The last thing I've completed is the restoration of the red Spanish tile in the kitchen. It was a rich, beautiful color; but tile is porous and it had absorbed half a century of dirt and grime--and, probably, some cleaning products, too. I found a young man who knew a lot about tile and he and an assistant spent last Friday cleaning the old tile and repairing the grout.
Jason, cleaning the red Spanish tile.
The kitchen tile, cleaned and restored. On the island, I added a similar tile to complement the original.
I believe there is a metaphor is all of this. I think when we endure profound experiences in our lives--the loss of a spouse, the death of a parent--we often believe we must "start over." And that in "starting over" we must tear down what we've lived so we might build anew.
That certainly is the American way. But I'm not sure it is always the best. What we've lived is what we've lived. As an old home is renewed when it is filled with new love, so it is with our lives. In this old place I am surrounded by the things my mother and father loved and worked for. And now, I've added a layer that is mine.
A house with a good foundation can endure a pretty good shaking. I think most of us can attest to that.
The kitchen after the red tile restoration. My father's old family clock is at right.
10 comments:
Robin, this looks just beautiful! You've come a long way, baby!
Hi Robin,
Very well said -- and beautifully executed. The house looks wonderful and your comments are so true!
Leslie
Hi Robin,
I like that you're keeping the original character and charm of your family home while making subtle improvements along the way. It looks great!
It is a pretty house so that helps a lot!
I think you have done a wonderful job! I, too, harbor fantasies of French cottages, and maybe someday ... but I think you were right in keeping the house in its' era. A big spanking new kitchen would just look so out of place. Your home looks charming and comfortable, it says "Let's sit and have some tea".
How do you like your Miele oven??
Granted I am not a chef, but with that in mind, it is really a cool thing. It saves energy by dimming its power when you open it. It speaks about eight languages (you can have the digital display in Polish if you like!) and it has a high tech look that isn't so hip it will become dated. So far, the food cooked in it tastes good too. Now all it has to do is last as long as the Thermador (58 years) and it will definitely be a winner.
The comment I left on the previous post was actually intended for this one! Google gave me a hard time with signing in and word scramble since I was using a different server...got a bit befuddled! Lovely and rich rennovations.
Sorry about that: I've tried to make commenting easy and the word scramble is just supposed to be for comments a month or more old--that's where the virus-imbedded hackers lurk. Thanks for your lovely comments.

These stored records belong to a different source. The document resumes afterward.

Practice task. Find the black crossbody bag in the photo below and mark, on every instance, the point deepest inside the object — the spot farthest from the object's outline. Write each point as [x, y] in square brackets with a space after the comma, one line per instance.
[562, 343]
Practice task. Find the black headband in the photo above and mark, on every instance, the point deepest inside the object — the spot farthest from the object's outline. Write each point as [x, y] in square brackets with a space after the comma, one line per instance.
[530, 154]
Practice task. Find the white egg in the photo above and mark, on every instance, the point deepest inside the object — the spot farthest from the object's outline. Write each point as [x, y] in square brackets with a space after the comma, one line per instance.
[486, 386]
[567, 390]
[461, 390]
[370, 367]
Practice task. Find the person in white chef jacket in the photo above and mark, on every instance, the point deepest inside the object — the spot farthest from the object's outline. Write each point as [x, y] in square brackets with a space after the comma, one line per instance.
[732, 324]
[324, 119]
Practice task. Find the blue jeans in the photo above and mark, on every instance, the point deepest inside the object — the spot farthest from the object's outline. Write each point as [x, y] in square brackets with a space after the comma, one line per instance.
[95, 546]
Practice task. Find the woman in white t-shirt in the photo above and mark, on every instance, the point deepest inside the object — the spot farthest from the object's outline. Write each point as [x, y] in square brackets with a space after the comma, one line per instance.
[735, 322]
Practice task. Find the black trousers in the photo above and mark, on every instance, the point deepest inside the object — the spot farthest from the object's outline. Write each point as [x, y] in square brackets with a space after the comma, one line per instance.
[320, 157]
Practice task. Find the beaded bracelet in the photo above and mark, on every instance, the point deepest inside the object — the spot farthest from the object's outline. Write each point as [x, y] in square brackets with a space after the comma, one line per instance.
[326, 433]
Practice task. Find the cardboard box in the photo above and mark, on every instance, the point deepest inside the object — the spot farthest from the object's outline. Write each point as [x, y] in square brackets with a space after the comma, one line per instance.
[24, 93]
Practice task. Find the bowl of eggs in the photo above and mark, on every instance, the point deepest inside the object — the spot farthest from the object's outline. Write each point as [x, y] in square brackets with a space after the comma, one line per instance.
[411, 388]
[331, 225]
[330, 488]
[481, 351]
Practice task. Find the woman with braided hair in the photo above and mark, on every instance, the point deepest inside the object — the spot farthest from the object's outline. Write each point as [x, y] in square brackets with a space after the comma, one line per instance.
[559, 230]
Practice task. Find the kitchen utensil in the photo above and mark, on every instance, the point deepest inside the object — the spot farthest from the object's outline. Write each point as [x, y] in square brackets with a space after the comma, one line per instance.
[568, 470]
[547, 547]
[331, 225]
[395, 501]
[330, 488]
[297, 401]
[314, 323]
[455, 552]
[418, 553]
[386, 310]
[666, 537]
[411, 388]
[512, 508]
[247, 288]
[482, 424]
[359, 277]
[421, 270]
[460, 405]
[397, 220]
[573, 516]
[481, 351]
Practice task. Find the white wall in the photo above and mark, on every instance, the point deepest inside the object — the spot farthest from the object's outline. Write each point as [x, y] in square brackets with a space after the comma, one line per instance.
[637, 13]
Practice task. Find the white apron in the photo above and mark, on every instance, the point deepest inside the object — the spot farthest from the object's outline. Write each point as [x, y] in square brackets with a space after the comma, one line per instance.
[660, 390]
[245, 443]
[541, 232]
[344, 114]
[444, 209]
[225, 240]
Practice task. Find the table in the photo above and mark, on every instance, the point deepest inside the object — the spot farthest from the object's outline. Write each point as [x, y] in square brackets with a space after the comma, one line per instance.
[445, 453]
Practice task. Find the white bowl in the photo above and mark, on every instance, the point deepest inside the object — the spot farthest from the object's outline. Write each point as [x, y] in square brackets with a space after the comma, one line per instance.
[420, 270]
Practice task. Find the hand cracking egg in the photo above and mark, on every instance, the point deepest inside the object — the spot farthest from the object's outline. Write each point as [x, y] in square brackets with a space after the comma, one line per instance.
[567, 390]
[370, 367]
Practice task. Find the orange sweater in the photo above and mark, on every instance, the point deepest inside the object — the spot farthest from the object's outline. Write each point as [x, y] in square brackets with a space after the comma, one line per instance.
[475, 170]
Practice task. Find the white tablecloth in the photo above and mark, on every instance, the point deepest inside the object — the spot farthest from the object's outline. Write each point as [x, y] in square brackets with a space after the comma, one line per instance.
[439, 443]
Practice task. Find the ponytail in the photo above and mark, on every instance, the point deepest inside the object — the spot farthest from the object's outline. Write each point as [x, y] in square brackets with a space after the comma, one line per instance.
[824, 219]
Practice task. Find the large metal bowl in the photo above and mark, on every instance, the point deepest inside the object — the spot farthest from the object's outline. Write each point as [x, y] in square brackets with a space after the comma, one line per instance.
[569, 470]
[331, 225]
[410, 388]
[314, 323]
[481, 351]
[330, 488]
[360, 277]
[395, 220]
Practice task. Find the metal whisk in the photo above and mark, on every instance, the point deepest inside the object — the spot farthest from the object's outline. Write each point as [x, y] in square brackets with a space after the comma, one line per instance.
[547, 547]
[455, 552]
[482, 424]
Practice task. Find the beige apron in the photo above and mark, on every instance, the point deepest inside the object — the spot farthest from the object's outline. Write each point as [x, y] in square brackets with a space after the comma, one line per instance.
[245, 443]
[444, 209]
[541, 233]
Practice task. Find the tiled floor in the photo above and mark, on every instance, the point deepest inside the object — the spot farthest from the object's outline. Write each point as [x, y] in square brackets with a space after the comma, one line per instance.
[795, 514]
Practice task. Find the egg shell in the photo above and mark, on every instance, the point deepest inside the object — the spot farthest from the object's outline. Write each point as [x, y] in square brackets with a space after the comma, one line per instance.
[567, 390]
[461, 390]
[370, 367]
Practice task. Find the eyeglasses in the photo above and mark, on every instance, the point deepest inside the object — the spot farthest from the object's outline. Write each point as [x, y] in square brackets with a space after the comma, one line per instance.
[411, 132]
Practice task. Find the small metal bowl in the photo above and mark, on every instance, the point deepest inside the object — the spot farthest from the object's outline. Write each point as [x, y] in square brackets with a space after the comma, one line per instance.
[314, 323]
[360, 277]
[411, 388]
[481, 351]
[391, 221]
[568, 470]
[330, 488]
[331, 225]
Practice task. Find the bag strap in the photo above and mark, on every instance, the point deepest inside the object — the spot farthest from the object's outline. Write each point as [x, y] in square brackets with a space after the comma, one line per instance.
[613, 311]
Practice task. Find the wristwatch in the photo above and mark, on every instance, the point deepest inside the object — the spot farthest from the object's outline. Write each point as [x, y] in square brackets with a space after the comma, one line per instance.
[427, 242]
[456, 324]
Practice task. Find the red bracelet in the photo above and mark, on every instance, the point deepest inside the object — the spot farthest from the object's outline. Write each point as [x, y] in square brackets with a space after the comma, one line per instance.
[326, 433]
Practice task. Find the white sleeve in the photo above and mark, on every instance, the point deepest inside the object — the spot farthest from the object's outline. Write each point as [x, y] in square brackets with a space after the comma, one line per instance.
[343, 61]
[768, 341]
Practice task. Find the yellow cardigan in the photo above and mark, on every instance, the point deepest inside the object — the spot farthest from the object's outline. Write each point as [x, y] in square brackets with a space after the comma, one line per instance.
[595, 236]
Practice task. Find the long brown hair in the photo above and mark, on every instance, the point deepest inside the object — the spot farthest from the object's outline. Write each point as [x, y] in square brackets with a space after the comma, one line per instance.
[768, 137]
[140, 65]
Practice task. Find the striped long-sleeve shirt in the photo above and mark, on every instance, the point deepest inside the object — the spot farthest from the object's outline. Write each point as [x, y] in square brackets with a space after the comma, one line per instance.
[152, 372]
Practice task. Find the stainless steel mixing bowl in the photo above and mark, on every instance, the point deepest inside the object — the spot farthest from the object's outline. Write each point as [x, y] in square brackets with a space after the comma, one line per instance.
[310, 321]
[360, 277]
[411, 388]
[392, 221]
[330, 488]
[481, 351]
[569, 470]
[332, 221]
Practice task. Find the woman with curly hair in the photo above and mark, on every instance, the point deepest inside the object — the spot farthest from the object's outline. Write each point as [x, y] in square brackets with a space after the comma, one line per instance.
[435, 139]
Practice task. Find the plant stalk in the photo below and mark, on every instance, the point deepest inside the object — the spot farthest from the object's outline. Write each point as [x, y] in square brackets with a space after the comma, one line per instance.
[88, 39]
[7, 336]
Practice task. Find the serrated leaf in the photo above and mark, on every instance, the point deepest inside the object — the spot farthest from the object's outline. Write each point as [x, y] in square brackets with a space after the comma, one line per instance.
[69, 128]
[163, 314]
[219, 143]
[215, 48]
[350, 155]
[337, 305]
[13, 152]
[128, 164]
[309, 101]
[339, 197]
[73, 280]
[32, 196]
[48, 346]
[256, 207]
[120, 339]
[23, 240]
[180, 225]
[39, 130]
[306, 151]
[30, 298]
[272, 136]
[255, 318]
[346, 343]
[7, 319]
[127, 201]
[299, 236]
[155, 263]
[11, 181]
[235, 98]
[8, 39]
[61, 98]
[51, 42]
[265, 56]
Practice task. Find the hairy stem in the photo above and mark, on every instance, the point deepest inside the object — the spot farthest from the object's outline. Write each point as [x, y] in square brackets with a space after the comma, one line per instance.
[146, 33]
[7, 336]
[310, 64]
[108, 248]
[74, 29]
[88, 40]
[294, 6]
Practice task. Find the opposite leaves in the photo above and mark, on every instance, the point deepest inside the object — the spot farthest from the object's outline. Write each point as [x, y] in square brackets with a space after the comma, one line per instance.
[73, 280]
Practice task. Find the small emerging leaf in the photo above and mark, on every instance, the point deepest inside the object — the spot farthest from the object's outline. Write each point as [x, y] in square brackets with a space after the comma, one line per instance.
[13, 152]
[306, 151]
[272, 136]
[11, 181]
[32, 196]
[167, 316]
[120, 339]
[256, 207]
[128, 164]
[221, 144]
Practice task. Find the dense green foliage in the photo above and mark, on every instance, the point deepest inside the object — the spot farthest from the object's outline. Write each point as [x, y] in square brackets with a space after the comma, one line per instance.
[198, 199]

Robin, you've done the right thing, building on the past. But your copper hood wasn't alone in the neighborhood. My in-laws house on Berkshire Street had a similar hood and fireplace. Same vintage. Unfortunately, after they moved it was demolished and a French Chateaux built in it'
s place.
Hi Larry: I wonder if both houses had the same architect? Like you, I am saddened when houses from not so long ago are demolished to build these gargantuan monsters people seem to like. I'm having fun keeping this house's bones and building on that. Thanks for your encouragement.